Uçan Süpürge Vakfı’nın bu yıl 27.’sini düzenlediği Uçan Süpürge Uluslararası Kadın Filmleri Festivali’nde dün 11 film-belgesel gösterimi, birer söyleşi ve panel düzenlendi
Uçan Süpürge Vakfı’nın bu yıl 27.’sini düzenlediği Uçan Süpürge Uluslararası Kadın Filmleri Festivali’nde dün 11 film gösterimi, birer söyleşi ve panel düzenlendi. Üçüncü gününü geride bırakan festivalde izleyiciler “Tahran’da 7 Mevsim”, “Kızkardeşlik”, “Memeli”, “Kadınlar Arasında”, “Kadın”, “Anavatan”, “Karatavuk Böğürtlen, “Sauna Kızkardeşliği”, “Dahomey”, “Hoşçakal Taberiye” ve “Kim Mihri” adlı film ve belgeselleri seyretti. Ayrıca festiValin ana paneli “Yeni Medya ve Feminizimler: Türkiye’de Genç ve Kadın” gerçekleşti.

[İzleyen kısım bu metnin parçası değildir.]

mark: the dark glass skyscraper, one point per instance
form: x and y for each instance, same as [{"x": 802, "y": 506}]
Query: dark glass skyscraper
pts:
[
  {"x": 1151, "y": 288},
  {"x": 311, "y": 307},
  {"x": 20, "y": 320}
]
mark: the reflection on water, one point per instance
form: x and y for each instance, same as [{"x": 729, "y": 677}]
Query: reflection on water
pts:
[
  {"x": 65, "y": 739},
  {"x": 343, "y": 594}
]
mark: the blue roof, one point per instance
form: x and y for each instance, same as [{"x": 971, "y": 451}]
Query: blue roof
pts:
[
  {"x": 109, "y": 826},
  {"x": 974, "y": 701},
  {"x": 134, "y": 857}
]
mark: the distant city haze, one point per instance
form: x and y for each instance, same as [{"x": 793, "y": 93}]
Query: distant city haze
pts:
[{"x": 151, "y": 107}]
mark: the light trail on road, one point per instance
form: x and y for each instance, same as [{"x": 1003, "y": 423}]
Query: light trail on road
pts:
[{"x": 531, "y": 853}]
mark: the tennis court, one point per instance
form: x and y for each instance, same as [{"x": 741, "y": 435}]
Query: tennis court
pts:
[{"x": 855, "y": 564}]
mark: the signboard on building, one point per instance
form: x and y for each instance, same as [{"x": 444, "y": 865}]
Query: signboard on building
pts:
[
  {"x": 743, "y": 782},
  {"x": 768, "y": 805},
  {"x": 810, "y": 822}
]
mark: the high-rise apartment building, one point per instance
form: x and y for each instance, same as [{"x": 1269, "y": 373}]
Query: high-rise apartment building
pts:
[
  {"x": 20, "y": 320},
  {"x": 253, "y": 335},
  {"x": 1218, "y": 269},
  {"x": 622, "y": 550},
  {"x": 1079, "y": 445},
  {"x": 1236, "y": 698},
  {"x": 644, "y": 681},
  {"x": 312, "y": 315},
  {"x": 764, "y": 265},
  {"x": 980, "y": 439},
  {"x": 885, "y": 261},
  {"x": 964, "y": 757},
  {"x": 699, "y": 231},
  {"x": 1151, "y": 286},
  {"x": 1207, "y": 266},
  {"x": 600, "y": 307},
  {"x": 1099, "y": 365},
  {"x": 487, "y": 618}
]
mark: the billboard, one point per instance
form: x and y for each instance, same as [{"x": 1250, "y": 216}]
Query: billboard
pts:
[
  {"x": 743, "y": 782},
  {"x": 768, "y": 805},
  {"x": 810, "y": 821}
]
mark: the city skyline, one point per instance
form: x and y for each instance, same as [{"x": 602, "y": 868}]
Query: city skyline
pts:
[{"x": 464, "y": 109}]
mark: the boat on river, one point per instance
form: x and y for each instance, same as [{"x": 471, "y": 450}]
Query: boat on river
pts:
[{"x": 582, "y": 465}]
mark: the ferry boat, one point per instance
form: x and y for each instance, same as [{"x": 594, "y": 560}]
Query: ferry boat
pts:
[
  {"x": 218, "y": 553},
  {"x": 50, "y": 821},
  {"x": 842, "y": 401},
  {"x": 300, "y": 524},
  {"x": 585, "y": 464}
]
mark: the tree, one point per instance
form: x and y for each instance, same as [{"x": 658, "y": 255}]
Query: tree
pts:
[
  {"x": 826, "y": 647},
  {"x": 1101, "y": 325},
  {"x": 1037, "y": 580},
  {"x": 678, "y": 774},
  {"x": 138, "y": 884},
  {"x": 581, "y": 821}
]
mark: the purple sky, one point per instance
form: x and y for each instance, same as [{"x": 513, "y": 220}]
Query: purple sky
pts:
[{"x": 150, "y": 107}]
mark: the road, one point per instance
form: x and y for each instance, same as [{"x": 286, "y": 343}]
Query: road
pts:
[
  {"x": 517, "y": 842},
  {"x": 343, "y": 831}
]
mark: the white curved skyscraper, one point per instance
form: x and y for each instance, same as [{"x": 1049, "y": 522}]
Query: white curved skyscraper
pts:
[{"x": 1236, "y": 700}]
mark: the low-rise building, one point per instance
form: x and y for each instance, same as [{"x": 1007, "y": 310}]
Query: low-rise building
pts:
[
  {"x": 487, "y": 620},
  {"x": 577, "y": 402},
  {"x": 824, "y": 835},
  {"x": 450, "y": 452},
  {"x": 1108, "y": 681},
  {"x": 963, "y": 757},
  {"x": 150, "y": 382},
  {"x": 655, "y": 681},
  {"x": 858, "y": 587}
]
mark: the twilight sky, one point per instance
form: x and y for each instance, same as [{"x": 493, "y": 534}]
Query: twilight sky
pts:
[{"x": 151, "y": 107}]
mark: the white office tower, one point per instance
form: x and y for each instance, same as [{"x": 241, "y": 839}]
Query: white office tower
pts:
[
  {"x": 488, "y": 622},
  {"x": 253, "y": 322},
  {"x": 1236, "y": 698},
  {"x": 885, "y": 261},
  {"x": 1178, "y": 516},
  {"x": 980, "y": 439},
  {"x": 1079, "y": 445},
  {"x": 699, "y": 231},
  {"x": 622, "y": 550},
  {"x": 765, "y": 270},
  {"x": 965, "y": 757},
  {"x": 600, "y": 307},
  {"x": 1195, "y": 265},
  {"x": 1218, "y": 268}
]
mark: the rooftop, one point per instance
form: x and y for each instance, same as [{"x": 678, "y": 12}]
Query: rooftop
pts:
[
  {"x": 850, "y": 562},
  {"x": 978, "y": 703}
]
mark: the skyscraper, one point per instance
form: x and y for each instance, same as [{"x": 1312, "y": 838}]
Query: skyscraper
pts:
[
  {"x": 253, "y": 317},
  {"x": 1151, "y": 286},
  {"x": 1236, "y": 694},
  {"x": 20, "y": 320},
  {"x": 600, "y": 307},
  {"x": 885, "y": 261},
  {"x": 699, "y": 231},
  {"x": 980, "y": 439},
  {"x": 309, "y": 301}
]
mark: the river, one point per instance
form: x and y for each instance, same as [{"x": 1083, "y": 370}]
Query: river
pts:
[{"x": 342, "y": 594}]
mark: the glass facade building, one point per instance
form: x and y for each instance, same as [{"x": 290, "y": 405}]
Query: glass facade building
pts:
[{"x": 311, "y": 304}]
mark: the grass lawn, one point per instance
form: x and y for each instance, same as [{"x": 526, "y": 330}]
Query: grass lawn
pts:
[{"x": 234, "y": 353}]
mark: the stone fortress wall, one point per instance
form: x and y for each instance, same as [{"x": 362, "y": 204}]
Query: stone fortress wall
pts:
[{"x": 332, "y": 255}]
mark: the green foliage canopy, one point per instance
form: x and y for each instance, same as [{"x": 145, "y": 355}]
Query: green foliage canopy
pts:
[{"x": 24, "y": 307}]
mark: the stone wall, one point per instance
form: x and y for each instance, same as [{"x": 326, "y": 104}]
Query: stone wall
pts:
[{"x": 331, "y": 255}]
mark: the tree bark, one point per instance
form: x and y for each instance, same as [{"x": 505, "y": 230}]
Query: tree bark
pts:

Gençalp: Kim Mihri’ye ilişkin ailede hiç bilgi yoktu
Festival kapsamında Goethe—Institut Ankara’da yönetmen Berna Gençalp’in ressam Mihri Rasim Müşfik Açba’nın hikayesini ortaya çıkardığı “Kim Mihri” belgeselinin gösterimi gerçekleşti. Gösterime katılan Gençalp, festival koordinatörü Dalım İlteriş Mayadağlı’nın moderatörlüğünde seyircilerle söyleşi yaptı. Festivalde olmaktan dolayı çok mutlu olduğunu söyleyen Gençalp, “Kim Mihri belgeseli olarak kadın filmleri festivallerinde, bu sene 27.’si yapılan böyle güzel bir festivalde gösteriliyor olmak çok özel ve değerli.” dedi. Belgesele konu olan ‘Mihri’ ile sonradan tanıştığını söyleyen Gençalp, Mihri’nin daha önce bir belgeselinin çekilip çekilmediğini araştırarak yola çıktığını ifade etti.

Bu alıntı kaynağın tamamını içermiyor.